Слух преклони, необорная дочь громоносного Зевса!
Если когда-либо мне иль отцу моему ты любовно
Помощь являла в бою – о, теперь возлюби меня, дева!
 

И на той же почве стоит и молитва Сапфо Афродите, одна из самых трогательных и задушевных, какие нам сохранены. Перед нами любящая женщина, любовь которой отвергнута любимым человеком…

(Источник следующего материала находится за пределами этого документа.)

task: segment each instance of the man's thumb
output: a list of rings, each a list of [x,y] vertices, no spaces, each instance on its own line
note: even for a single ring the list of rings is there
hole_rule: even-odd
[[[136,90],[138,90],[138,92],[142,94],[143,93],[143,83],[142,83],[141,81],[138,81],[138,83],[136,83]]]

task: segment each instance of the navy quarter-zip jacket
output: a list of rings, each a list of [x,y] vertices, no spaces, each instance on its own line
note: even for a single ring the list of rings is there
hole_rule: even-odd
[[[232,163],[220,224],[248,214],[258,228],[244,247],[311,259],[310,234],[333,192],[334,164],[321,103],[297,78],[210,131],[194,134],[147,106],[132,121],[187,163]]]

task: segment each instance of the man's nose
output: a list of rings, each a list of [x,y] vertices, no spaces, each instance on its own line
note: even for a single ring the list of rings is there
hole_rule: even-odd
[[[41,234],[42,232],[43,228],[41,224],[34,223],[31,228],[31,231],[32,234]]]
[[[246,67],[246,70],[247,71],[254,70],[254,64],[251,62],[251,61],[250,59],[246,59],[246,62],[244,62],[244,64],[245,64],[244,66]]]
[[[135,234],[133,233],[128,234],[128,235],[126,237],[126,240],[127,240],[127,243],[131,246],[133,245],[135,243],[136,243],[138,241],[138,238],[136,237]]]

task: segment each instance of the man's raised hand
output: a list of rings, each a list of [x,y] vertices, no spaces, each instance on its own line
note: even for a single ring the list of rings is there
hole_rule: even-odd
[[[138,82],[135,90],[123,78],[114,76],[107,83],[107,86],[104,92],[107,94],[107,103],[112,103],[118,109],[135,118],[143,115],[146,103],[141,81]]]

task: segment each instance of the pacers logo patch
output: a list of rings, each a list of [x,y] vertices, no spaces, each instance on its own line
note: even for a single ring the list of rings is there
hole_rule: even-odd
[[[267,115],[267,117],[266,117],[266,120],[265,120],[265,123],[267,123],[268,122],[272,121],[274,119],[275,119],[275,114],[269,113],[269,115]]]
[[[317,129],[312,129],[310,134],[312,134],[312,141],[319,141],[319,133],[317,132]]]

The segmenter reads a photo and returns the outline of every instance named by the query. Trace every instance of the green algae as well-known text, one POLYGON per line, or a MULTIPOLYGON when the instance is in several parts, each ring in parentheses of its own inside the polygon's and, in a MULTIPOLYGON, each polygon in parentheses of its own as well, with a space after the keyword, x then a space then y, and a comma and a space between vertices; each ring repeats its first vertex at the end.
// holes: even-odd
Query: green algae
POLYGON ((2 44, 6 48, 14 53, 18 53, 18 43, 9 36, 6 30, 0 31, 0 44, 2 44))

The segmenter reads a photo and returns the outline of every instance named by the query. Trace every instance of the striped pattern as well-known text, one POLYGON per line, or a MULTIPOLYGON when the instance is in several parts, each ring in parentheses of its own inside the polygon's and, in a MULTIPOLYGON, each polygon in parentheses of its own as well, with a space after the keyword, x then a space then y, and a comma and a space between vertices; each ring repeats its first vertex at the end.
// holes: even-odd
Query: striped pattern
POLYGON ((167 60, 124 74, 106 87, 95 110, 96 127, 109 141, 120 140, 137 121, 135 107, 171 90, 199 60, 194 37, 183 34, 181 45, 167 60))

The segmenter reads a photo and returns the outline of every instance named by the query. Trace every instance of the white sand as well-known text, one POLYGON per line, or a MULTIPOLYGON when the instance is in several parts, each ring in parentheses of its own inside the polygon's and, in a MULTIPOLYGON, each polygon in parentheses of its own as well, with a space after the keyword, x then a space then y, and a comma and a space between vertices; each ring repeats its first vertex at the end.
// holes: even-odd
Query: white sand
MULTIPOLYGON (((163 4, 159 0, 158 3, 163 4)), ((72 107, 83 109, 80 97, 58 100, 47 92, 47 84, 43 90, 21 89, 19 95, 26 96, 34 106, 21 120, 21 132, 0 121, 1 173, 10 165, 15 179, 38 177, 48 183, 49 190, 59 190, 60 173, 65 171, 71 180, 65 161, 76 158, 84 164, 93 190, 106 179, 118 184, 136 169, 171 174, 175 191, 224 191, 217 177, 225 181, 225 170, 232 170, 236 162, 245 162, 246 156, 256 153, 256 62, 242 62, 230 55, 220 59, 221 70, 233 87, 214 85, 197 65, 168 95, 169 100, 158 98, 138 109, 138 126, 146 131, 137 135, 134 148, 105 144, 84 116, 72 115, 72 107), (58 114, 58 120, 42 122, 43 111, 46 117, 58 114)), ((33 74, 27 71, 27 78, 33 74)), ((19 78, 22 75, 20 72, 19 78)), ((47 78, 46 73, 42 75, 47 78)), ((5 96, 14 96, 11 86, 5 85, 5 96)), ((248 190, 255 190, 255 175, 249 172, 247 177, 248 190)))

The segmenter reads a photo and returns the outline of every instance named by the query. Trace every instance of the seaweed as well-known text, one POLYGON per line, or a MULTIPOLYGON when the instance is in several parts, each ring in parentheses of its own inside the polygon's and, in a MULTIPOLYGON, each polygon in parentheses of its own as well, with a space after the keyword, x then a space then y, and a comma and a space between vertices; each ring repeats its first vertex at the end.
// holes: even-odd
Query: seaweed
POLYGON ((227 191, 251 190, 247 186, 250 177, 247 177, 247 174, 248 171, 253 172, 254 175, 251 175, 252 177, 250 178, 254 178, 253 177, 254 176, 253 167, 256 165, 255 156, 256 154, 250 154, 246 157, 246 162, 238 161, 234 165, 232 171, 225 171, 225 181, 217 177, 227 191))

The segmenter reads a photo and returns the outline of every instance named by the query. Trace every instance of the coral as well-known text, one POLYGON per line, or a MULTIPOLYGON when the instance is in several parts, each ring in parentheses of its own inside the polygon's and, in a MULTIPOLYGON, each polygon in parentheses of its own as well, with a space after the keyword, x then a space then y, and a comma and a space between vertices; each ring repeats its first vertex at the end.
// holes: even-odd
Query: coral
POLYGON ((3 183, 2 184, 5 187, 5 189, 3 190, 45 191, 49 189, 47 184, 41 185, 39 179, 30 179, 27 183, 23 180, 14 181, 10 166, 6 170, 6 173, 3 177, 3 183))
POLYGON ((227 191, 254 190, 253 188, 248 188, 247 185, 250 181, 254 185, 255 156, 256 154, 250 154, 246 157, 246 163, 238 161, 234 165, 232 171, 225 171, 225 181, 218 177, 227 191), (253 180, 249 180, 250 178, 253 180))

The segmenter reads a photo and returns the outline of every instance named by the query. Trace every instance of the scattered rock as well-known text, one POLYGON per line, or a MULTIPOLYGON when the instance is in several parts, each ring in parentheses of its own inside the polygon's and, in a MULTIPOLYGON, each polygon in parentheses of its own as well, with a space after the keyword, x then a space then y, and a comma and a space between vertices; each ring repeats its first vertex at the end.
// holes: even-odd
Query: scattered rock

Позволительно ли христианке давать волю в молитве подобным земным чувствам? Думаю, все-таки, что Богородица принимает и такие молитвы, раз они искренни, и искренне чувство обиды, их вызвавшее. Но во всяком случае их принимала Афродита:

 
Нет, приди сюда, если в дни кручины
Ты мой зов когда-либо с выси горней
Услыхав, оставила дом свой отчий
И колесницу Запрягла…
 

Во времена оны знали, вероятно, и другую санкцию: человек ссылался на свою силу над божеством, приобретенную магическими средствами: он не просил, а требовал и грозил; молитва была заклятием. Так во все времена египтяне относились к своим богам; но для грека это – предположительная древнейшая эпоха суеверия, от которой не только в историческую эпоху, но уже и в гомеровскую не осталось более ни следа… если не считать низменных областей частной магии.

И, наконец, просьба… О чем следует просить? Конечно, жажда возмездия – естественное чувство, особенно если нанесена кровная обида; и сам Платон признает, что проклятие отца или матери, обиженных своими детьми, вернее всего достигает слуха богов. На этом основании понятно также, что и государство, общая мать всех граждан, иногда призывает кару богов на своих дурных сынов, уклонившихся бегством от кары гражданского правосудия. И все же – каким благородством веет от ответа Феано, жрицы Деметры! Когда афинская демократия, возмущенная предательством Алкивиада, обратилась ко всем жрецам и жрицам с требованием проклясть его от имени своих богов – она одна отказалась, ответив: «Я – жрица молитв, а не проклятий».

Бог есть благо, и только благо от него исходит, учил Платон; а потому только о благе и следует его просить. Очень соблазнительно было понимать это благо в низменном смысле и обращаться к богам с такими просьбами, которых, по насмешливому выражению позднейшего стоика Персия, нельзя было им доверять иначе, как отведя их в сторону. Чтобы противодействовать этому низменному пониманию, еще Пифагор требовал, чтобы всякая молитва была громкой. Государства в своих официальных молитвах подавали в этом отношении хороший пример: Афины молились «о благе и спасении граждан афинских, их жен и детей и всей страны, а также и союзников»; Спарта – чтобы боги даровали ей «прекрасное в придачу к благу». Но выше всех, конечно, была молитва, которую Платон, или его школа, влагает в уста Сократу: «Владыка Зевс, даруй нам благо, даже без нашей просьбы, не даруй нам зла, даже по нашей просьбе».